Yesterday, after writing a brief and very foreshortened piece on existentialism—and discussing it with Brigitte—and later pondering our talk while on my walk, it suddenly dawned on me that what Heidegger called care (Sorge) and what Sartre called engagement, that very same whatever is what I routinely mean by consciousness. That happens to be my pet expression for something that, in its native form, is an experience, a complex something, a feeling as much as an understanding or, perhaps, an understanding of a feeling—what the Sufi’s call a taste. You have to taste it to know it, the Sufis say. But a taste, alas, is very difficult to convey to someone who hasn’t already tasted the same thing.

In my own personal lexicon, consciousness contains a meaning quite missing for many other people. In my personal understanding, it gets a certain emphasis. It has the character of being awake, really awake, more dynamically of coming awake, of realization, of a sudden grasp. I wouldn’t be surprised to learn—if I could summon the spirit of a long-dead gnostic—that what one calls care, another engagement, and a third consciousness a Gnostic might have called a gnosis, a knowing.

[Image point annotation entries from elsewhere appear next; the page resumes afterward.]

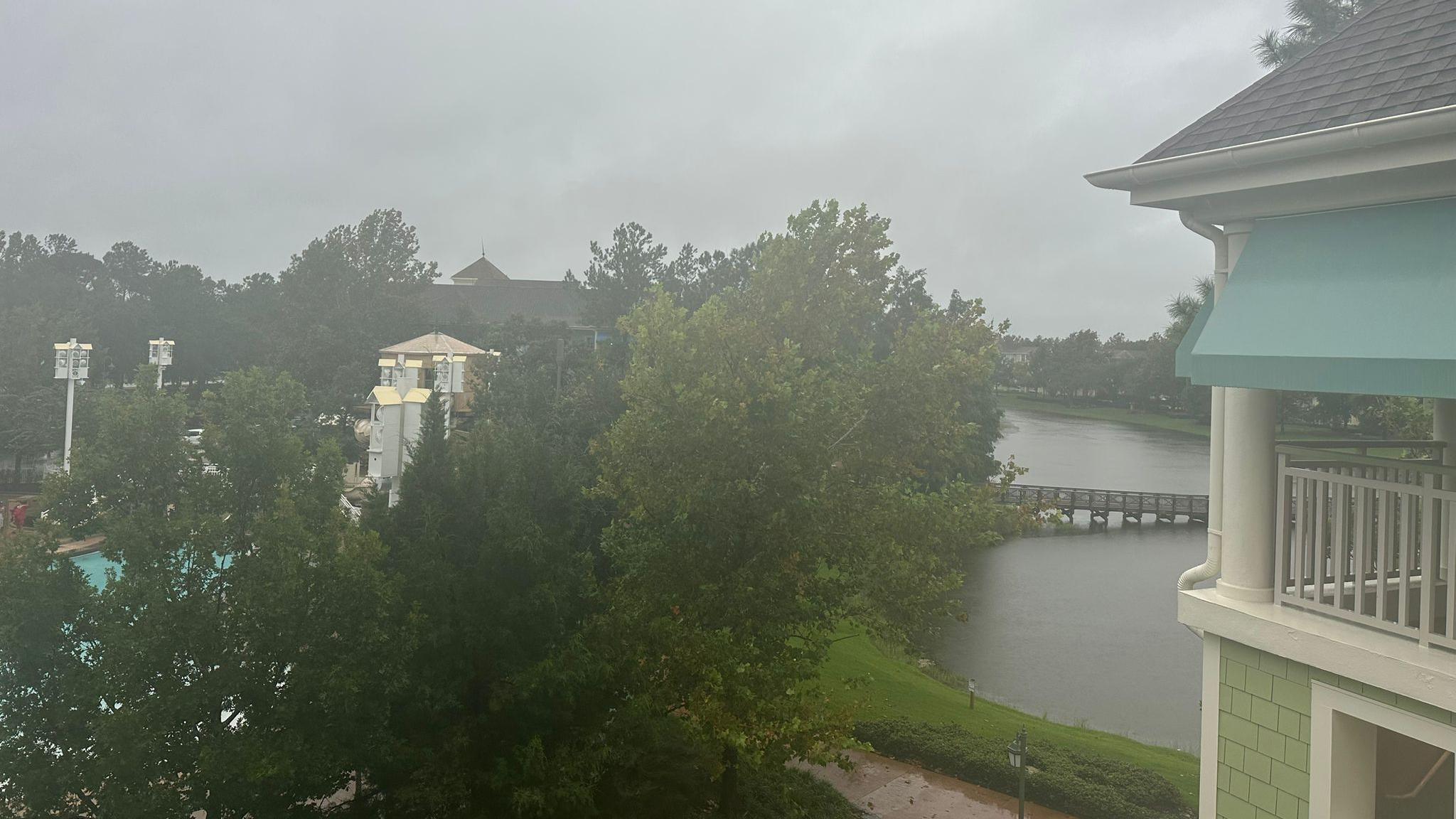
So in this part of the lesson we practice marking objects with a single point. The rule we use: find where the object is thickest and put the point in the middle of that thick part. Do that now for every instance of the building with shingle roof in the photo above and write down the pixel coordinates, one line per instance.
(1396, 59)
(1325, 605)
(482, 295)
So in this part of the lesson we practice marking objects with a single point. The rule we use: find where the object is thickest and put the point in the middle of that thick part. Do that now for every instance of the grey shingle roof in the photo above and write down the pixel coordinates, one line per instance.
(1396, 59)
(483, 270)
(496, 302)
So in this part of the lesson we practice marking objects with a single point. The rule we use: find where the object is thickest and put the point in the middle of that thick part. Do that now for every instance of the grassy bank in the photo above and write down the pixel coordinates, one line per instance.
(897, 688)
(1160, 422)
(1115, 414)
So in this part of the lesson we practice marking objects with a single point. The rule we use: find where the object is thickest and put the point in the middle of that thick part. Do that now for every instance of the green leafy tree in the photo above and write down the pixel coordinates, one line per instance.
(343, 298)
(621, 273)
(791, 456)
(235, 658)
(1311, 23)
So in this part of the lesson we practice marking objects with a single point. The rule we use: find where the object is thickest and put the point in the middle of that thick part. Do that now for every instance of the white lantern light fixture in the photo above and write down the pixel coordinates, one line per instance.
(72, 365)
(159, 355)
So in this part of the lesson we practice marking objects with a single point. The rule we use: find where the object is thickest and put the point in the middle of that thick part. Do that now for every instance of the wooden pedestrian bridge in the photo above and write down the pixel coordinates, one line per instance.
(1106, 503)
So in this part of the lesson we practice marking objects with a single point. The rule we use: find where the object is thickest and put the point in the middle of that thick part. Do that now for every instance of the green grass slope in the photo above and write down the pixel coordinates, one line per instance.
(897, 688)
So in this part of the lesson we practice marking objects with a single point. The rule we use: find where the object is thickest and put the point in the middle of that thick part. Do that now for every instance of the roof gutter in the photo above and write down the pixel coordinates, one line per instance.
(1418, 124)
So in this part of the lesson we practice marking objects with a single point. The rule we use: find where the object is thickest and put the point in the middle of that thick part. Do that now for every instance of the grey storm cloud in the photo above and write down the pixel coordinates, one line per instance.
(230, 136)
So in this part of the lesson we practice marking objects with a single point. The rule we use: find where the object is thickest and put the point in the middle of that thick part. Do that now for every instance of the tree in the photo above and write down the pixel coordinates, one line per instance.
(233, 660)
(1311, 23)
(343, 298)
(790, 458)
(621, 274)
(1184, 308)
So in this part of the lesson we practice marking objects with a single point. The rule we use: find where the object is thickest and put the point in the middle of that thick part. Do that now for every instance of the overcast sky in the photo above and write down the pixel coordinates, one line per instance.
(230, 139)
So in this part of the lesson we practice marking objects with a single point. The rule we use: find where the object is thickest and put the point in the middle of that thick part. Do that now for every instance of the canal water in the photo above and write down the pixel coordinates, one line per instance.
(1079, 623)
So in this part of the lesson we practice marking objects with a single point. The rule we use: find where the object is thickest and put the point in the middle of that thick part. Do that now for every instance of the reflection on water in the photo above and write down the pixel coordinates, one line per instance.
(1081, 623)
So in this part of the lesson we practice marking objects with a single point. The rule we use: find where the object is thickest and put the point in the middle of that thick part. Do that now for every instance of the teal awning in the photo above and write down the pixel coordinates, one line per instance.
(1354, 301)
(1183, 358)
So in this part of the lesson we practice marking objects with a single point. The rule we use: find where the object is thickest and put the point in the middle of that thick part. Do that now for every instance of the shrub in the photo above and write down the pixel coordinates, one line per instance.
(1089, 787)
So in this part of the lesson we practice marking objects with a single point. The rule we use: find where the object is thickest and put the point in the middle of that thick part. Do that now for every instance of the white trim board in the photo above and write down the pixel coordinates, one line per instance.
(1372, 656)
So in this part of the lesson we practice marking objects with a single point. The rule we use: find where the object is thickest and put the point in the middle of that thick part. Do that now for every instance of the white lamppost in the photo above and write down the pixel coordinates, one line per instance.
(1017, 755)
(159, 353)
(73, 365)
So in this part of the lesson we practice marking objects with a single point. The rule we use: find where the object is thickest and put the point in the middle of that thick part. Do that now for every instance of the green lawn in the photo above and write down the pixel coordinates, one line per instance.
(1121, 416)
(1160, 422)
(899, 690)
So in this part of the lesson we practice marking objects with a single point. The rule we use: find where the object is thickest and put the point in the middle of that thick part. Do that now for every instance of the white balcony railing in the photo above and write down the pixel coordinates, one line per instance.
(1368, 540)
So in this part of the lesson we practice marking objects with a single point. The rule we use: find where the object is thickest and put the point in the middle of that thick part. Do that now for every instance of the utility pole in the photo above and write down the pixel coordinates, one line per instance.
(159, 353)
(73, 365)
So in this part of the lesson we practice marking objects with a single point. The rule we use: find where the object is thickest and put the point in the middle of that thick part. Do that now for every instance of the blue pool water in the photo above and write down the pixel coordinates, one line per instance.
(95, 567)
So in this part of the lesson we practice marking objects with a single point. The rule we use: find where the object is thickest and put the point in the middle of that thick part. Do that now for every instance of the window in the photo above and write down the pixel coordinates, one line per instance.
(1376, 761)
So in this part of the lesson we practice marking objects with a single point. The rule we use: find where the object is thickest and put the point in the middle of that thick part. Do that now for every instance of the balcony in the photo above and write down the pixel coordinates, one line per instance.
(1368, 540)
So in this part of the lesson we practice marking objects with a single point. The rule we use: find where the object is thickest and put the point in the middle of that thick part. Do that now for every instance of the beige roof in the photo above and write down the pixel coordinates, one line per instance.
(430, 344)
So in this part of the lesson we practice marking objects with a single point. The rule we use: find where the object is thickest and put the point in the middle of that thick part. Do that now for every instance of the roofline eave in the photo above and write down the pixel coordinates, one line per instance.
(1273, 152)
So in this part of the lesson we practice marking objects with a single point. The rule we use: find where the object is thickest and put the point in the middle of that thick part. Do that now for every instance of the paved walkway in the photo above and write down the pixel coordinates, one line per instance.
(896, 791)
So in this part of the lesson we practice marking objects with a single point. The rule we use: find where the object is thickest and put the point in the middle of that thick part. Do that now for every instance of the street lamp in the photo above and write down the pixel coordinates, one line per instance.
(1017, 754)
(73, 365)
(159, 353)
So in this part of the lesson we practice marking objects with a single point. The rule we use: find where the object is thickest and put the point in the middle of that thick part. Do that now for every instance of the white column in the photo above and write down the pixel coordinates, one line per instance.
(1248, 494)
(1443, 427)
(1236, 235)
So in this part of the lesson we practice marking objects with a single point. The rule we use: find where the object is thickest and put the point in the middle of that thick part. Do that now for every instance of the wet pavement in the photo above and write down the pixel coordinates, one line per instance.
(896, 791)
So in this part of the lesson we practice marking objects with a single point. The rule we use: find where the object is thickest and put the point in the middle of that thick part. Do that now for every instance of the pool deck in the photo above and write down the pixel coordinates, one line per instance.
(82, 547)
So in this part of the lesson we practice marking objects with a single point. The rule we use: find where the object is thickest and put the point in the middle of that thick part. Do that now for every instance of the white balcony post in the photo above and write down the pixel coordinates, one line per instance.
(1250, 484)
(1443, 427)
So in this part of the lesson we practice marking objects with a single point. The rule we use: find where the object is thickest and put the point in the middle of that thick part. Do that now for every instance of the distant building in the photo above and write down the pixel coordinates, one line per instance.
(1014, 353)
(432, 368)
(482, 295)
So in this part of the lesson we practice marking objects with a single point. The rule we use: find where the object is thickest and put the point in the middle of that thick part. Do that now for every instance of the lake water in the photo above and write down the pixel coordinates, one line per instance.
(1081, 623)
(1076, 623)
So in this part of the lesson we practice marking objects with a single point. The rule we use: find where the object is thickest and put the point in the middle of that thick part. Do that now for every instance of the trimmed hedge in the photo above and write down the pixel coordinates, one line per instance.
(1088, 787)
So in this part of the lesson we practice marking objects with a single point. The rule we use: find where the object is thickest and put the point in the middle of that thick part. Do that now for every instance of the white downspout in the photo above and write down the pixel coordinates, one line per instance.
(1210, 567)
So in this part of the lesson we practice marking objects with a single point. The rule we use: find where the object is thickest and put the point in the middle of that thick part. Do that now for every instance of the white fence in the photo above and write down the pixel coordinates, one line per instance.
(1368, 540)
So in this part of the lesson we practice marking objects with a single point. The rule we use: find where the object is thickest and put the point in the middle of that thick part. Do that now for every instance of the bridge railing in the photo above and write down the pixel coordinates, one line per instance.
(1368, 540)
(1107, 502)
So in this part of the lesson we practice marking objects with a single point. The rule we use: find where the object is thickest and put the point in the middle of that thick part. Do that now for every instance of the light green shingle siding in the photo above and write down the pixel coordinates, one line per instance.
(1264, 709)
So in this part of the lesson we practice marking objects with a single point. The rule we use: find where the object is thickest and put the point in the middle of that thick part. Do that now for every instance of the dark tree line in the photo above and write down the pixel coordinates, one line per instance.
(608, 599)
(347, 294)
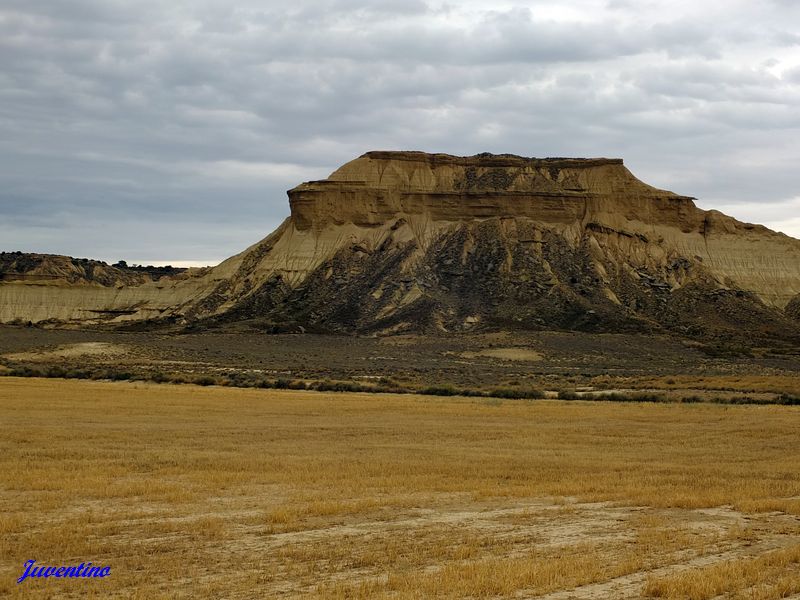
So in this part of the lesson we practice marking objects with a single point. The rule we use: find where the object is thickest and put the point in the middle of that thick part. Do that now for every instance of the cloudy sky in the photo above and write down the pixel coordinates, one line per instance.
(159, 132)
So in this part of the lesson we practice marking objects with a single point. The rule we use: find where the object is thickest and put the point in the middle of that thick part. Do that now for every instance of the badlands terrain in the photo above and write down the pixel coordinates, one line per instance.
(457, 377)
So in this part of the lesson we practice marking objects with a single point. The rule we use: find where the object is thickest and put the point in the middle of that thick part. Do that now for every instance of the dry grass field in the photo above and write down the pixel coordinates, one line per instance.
(190, 492)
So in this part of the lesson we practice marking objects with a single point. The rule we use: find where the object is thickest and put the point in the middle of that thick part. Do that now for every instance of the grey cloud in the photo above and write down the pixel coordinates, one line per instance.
(202, 114)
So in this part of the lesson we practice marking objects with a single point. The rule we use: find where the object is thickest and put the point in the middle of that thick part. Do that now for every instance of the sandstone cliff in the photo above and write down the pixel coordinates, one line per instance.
(407, 240)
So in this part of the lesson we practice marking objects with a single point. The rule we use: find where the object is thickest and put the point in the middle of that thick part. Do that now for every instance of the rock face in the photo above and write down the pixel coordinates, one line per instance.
(396, 241)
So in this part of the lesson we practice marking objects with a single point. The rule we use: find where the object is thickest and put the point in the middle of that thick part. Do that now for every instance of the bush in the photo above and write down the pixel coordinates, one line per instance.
(527, 394)
(159, 377)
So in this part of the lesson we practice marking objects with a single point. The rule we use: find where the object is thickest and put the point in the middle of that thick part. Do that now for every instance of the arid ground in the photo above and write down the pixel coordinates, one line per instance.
(212, 492)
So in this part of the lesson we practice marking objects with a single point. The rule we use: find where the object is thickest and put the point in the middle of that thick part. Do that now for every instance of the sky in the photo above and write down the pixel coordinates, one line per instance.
(168, 132)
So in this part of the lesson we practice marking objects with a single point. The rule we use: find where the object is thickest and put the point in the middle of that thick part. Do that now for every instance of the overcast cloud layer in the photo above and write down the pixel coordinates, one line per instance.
(169, 131)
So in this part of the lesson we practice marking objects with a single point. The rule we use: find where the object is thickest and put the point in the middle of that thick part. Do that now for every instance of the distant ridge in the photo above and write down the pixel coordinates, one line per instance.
(409, 241)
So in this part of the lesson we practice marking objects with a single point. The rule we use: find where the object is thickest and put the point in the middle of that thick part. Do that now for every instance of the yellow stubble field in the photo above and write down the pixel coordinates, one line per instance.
(192, 492)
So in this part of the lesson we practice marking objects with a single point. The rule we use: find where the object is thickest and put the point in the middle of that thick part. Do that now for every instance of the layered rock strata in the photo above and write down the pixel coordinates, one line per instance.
(396, 241)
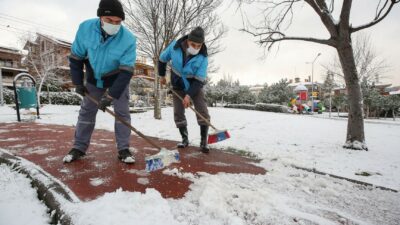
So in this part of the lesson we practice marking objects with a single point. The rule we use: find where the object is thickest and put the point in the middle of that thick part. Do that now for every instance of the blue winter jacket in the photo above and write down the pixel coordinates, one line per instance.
(187, 73)
(109, 61)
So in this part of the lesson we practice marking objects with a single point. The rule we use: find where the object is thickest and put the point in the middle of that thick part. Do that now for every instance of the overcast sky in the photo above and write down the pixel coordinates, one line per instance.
(242, 59)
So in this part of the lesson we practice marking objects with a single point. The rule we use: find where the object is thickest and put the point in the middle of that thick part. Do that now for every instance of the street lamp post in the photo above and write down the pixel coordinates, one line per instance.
(1, 88)
(312, 83)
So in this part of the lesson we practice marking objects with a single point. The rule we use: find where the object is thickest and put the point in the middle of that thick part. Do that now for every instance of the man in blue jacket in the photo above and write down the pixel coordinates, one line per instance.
(107, 50)
(189, 62)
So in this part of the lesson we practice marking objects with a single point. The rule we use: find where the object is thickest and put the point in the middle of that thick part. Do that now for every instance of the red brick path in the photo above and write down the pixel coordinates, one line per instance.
(46, 145)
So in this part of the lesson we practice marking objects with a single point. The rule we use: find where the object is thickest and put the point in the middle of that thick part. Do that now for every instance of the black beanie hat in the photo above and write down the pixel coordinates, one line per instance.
(197, 35)
(111, 8)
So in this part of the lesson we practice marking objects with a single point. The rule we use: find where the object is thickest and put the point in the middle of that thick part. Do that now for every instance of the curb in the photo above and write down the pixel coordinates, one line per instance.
(49, 190)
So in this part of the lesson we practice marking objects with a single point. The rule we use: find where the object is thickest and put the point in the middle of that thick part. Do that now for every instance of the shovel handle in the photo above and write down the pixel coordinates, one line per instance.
(194, 110)
(125, 123)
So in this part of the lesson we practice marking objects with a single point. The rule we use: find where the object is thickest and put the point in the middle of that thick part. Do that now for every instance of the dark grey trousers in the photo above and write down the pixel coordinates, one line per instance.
(200, 105)
(87, 119)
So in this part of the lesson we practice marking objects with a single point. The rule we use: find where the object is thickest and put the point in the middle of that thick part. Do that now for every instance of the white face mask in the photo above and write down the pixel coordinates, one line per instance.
(193, 51)
(111, 29)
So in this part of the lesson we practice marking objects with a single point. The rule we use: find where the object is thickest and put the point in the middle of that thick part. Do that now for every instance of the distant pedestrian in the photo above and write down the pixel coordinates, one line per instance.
(189, 63)
(107, 51)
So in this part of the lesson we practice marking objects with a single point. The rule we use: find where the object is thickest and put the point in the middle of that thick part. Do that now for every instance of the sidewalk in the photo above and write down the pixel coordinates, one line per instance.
(100, 171)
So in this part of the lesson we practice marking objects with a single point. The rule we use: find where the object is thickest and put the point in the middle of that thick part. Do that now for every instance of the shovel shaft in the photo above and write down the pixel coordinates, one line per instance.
(194, 110)
(125, 123)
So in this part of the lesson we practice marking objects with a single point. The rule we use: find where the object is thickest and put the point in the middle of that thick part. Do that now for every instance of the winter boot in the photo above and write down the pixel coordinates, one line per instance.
(73, 155)
(203, 142)
(185, 140)
(126, 156)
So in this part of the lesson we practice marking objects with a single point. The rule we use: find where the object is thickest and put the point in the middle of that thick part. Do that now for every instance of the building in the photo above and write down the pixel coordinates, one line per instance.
(255, 90)
(48, 55)
(317, 86)
(10, 65)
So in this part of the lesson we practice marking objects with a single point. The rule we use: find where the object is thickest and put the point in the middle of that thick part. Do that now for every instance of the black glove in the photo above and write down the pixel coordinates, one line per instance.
(104, 102)
(81, 89)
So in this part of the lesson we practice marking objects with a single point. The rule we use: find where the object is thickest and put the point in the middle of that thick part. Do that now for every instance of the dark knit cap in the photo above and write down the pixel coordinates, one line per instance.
(197, 35)
(111, 8)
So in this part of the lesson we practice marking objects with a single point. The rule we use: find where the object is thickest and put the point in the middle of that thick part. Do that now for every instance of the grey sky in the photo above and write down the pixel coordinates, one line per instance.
(242, 58)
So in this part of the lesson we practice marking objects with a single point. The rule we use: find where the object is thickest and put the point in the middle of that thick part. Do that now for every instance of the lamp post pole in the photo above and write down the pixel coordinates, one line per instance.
(312, 83)
(1, 88)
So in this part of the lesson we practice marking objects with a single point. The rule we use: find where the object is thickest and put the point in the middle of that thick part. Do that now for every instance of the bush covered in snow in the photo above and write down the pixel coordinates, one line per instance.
(241, 106)
(260, 107)
(271, 108)
(57, 98)
(60, 98)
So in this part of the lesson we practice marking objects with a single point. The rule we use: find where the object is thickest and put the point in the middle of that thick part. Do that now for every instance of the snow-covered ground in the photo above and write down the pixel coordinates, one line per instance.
(18, 200)
(283, 196)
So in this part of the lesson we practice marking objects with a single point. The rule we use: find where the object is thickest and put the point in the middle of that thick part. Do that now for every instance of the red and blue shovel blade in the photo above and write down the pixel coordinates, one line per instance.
(161, 160)
(218, 136)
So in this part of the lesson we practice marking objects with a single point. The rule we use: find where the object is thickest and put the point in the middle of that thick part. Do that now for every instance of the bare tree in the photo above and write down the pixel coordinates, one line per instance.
(157, 23)
(370, 66)
(43, 64)
(278, 16)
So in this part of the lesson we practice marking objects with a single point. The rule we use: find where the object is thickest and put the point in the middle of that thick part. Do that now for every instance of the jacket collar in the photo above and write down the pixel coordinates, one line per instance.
(203, 50)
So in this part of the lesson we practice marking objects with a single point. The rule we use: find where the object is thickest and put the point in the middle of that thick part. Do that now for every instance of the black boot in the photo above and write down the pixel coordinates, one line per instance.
(185, 140)
(203, 142)
(73, 155)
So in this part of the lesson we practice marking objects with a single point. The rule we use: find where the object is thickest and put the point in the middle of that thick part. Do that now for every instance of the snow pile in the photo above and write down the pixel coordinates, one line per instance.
(122, 208)
(19, 198)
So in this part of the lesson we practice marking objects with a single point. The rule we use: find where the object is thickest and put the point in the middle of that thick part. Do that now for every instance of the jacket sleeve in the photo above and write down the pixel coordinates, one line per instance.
(77, 57)
(195, 86)
(126, 68)
(165, 56)
(199, 79)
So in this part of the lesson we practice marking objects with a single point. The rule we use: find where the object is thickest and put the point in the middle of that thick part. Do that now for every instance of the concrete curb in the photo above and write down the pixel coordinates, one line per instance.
(49, 190)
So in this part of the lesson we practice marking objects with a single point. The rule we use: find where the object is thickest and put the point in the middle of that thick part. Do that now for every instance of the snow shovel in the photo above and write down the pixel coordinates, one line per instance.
(218, 135)
(154, 162)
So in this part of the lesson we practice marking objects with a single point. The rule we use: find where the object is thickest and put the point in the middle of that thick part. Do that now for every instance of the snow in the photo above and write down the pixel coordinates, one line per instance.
(284, 195)
(17, 197)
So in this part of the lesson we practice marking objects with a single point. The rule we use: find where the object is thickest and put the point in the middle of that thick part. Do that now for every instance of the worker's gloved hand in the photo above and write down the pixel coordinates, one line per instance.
(105, 102)
(81, 90)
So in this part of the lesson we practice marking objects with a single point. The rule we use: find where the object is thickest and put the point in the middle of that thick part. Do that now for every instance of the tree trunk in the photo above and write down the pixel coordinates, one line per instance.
(355, 138)
(394, 115)
(157, 100)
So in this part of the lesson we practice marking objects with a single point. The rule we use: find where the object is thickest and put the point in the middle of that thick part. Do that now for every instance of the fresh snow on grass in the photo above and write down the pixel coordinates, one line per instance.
(18, 200)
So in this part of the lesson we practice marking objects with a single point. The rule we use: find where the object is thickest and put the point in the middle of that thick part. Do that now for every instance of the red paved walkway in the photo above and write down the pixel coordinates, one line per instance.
(100, 171)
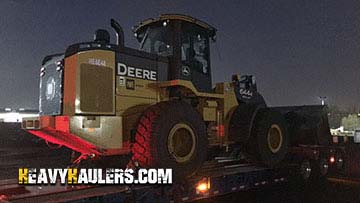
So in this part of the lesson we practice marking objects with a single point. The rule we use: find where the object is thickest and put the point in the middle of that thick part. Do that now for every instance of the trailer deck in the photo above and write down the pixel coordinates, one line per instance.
(212, 180)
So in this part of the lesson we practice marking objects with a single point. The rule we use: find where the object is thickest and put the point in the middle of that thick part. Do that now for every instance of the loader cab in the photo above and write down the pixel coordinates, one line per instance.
(185, 41)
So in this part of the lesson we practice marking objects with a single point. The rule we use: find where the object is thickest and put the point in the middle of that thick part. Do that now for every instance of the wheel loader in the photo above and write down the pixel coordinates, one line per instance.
(157, 103)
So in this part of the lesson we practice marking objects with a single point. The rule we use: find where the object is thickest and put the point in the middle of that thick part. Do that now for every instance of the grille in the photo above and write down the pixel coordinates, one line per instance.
(96, 89)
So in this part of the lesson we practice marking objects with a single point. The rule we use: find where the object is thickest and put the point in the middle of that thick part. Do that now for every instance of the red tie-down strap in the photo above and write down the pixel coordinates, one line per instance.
(68, 140)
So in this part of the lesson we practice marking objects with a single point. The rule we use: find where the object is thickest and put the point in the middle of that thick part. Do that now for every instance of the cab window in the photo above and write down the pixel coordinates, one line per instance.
(194, 51)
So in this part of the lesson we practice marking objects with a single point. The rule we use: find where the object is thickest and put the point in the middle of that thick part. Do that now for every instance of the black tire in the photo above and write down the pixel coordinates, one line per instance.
(269, 141)
(159, 129)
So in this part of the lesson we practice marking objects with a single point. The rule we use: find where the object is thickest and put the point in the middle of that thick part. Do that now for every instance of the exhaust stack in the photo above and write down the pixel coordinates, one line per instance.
(119, 32)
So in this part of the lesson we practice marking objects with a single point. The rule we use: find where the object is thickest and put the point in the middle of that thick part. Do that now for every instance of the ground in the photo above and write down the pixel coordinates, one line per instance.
(20, 149)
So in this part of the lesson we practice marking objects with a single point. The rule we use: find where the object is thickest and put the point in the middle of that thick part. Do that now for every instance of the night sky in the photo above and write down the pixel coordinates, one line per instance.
(298, 50)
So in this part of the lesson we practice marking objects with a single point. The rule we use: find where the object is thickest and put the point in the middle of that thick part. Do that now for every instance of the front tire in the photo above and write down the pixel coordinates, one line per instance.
(171, 135)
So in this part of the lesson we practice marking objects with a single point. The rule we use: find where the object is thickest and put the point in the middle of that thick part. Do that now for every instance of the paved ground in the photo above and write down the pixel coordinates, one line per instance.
(20, 149)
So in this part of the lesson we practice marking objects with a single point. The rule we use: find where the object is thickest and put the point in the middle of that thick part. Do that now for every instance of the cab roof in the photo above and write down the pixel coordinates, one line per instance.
(180, 17)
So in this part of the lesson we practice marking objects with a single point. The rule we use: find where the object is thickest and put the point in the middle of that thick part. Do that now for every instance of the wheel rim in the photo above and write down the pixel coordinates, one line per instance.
(181, 142)
(305, 170)
(274, 138)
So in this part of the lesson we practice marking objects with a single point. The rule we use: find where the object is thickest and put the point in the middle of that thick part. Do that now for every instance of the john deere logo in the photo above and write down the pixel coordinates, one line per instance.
(50, 88)
(186, 70)
(141, 73)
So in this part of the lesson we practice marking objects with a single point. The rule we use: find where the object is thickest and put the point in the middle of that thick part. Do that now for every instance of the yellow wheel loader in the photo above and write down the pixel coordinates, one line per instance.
(156, 103)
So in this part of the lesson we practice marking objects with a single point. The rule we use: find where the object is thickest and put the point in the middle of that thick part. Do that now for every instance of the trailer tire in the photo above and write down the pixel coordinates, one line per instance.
(316, 170)
(269, 141)
(171, 135)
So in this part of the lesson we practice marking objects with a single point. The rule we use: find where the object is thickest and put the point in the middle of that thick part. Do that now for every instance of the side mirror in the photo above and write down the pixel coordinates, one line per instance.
(357, 136)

In this contexts I might mention that Hans Jonas, in his superb The Gnostic Religion, concludes that Gnosticism in its own time was what, in ours, we experience as existentialism.

Now I would submit here that the storyteller, novelist, and poet—all using a much more comprehensive language than merely that of concepts—is much more able to communicate the taste, the reality, and the flavor of experience than the person who tries to balance the entire insight on the single leg of abstractions.